Yes! In fact, I found that location first! Visiting the store in New York after that, it was abundantly obvious which was the original, though. ☺
One thing I liked about the Harvard Square store is that it was less crowded, so you could take the time to read all the notes posted on the wall by employees. Both stores shared a complete lack of cynicism and arrogance stereotypical of hyper-intense shops — and these were both off-the-charts intense. I’ve never been around more passionate music lovers who were so excited to share, without belittling anyone who hadn’t heard every disk in the store’s intentionally offbeat inventory.

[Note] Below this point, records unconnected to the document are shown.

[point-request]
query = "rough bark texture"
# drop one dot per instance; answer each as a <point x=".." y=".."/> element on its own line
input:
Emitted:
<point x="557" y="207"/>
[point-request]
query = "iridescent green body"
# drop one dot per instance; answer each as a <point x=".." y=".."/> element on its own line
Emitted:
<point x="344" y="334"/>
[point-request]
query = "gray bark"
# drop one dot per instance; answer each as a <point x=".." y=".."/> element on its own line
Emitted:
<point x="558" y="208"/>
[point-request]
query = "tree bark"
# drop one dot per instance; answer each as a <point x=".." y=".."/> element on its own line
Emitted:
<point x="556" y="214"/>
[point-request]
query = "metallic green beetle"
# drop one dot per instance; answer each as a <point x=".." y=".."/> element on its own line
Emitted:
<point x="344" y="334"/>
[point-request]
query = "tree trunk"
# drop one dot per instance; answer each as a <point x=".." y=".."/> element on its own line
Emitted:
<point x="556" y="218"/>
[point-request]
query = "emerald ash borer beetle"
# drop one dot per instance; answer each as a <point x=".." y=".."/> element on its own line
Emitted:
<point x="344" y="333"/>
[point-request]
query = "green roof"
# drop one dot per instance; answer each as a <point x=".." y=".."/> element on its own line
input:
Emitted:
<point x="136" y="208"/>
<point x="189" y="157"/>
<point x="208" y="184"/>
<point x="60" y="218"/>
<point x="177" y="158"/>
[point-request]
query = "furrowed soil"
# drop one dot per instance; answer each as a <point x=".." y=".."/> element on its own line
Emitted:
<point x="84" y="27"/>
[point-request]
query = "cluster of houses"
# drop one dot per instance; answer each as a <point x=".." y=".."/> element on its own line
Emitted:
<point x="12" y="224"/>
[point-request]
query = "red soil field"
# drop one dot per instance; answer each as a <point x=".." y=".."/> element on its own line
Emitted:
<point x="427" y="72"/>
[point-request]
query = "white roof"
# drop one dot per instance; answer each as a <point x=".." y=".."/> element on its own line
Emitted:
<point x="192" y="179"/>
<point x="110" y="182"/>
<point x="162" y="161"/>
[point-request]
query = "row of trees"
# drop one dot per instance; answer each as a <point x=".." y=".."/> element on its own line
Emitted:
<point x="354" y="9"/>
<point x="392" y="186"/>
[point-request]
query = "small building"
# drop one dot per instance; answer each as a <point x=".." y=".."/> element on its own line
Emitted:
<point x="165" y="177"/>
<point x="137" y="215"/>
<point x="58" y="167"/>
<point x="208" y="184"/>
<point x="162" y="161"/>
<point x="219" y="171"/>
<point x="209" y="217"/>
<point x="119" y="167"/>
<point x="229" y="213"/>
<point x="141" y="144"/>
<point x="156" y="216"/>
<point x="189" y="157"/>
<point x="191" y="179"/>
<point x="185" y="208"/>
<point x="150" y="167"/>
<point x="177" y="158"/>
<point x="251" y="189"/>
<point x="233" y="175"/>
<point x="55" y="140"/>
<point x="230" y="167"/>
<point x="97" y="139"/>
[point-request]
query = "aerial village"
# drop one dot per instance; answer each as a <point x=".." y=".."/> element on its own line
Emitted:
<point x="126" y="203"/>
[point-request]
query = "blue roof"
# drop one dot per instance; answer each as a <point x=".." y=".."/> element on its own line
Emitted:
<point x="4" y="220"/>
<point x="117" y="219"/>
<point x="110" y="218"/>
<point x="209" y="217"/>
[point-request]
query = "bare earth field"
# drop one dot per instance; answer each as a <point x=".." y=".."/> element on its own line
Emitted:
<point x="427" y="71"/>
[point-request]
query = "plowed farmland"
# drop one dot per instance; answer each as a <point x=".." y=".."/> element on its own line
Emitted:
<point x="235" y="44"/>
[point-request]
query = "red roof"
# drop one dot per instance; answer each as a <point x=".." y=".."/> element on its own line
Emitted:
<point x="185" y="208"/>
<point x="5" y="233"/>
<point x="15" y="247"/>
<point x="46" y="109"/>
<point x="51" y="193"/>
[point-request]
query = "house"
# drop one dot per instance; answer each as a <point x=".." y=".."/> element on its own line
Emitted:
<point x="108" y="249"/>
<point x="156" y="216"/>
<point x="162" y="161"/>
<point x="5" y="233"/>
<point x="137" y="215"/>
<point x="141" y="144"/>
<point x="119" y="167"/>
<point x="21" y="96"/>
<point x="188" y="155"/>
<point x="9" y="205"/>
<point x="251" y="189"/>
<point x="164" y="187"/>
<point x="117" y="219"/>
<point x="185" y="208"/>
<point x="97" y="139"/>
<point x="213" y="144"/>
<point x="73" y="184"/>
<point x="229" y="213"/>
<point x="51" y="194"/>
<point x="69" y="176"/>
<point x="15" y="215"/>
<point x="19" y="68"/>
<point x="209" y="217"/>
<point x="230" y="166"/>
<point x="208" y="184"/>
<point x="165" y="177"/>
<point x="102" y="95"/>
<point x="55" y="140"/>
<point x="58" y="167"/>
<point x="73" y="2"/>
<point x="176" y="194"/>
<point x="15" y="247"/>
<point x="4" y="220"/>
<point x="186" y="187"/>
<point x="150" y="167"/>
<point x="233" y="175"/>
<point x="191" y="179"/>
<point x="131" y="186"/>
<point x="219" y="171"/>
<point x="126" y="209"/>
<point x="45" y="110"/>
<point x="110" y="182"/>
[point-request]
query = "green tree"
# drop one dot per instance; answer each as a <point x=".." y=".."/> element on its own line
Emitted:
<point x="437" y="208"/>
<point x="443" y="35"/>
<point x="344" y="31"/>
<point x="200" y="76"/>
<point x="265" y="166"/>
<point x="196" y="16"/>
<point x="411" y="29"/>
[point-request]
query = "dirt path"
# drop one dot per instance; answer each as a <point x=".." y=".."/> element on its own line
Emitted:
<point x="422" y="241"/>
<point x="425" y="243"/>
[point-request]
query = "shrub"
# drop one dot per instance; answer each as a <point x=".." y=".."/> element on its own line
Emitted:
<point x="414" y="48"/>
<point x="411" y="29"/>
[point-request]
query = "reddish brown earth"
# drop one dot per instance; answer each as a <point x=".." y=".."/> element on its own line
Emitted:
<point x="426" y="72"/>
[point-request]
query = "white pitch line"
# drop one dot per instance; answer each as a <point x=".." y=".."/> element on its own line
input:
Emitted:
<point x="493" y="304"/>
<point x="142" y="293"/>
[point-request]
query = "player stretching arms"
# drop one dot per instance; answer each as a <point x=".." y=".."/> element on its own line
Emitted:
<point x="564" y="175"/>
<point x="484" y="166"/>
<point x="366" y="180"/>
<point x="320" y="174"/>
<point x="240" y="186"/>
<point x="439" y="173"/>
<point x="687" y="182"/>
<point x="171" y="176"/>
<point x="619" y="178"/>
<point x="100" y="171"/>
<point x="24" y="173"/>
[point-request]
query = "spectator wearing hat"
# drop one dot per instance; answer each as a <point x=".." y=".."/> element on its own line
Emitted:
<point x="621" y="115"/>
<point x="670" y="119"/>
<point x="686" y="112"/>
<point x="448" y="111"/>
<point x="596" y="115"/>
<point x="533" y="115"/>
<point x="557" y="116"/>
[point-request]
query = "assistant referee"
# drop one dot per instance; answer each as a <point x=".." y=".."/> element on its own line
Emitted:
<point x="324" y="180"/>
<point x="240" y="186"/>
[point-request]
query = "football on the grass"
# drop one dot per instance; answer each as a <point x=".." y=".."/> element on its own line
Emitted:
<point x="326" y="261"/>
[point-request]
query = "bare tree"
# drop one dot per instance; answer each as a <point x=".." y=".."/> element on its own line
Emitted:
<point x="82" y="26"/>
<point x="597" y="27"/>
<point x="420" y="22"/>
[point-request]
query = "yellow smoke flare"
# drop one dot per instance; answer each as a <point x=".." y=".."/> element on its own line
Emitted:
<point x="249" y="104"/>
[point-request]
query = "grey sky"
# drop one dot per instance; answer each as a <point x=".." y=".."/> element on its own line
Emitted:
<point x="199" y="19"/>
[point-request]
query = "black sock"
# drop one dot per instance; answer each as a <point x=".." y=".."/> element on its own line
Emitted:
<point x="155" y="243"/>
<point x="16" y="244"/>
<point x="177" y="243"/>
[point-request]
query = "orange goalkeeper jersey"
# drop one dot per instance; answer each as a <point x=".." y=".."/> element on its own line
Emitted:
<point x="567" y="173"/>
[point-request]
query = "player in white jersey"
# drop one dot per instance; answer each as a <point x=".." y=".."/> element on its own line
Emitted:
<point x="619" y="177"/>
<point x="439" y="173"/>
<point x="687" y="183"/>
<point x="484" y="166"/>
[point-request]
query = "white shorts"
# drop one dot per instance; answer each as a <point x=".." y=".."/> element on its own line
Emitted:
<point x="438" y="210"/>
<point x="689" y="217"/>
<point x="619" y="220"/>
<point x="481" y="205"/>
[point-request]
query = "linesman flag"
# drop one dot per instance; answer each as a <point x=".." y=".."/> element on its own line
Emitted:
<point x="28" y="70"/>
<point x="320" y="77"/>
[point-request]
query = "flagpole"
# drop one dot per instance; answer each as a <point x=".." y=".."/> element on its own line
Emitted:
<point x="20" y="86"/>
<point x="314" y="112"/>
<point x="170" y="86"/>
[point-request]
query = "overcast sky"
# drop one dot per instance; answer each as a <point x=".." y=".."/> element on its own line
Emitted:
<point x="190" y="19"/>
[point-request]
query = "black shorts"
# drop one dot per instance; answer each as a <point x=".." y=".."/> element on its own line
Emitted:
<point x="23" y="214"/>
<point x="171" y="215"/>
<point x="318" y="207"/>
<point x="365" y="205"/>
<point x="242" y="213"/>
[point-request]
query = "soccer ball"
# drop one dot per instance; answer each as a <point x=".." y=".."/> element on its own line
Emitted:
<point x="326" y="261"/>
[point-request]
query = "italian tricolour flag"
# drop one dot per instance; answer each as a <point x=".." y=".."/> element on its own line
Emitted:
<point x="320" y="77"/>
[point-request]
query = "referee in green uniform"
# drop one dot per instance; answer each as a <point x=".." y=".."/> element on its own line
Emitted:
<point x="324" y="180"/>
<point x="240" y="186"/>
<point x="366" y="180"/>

Interesting article about the closing in the Harvard student paper, The Crimson. Not shocking to discover that it had never been a profitable location, but it was the NY store closing for three weeks in September 2001 that was the last straw for the Cambridge store. Without NY to supply inventory and cash infusions, they had to fold in early 2002.
I do love this quote, though, which sums up a significant part of the experience: Alexis C. Madrigal ’04 said that although he would often walk into the store and not recognize a single song title or band name, he could always leave the store with a CD that he liked.
That’s the thing. I definitely remember when I’d hung out there long enough that I recognized most of the artists in the bins. LOL But my experience was just like Alexis — I never left empty handed, and the artists that I found there tended to become some all-time favorites.
Now that I think about it, Other Music is where I bought the DFA comp (“Compilation #1”) that had The Rapture before their album came out. I’d already bought the LCD Soundsystem record at Newbury Comics, but Other Music was the only place in town that had the comp.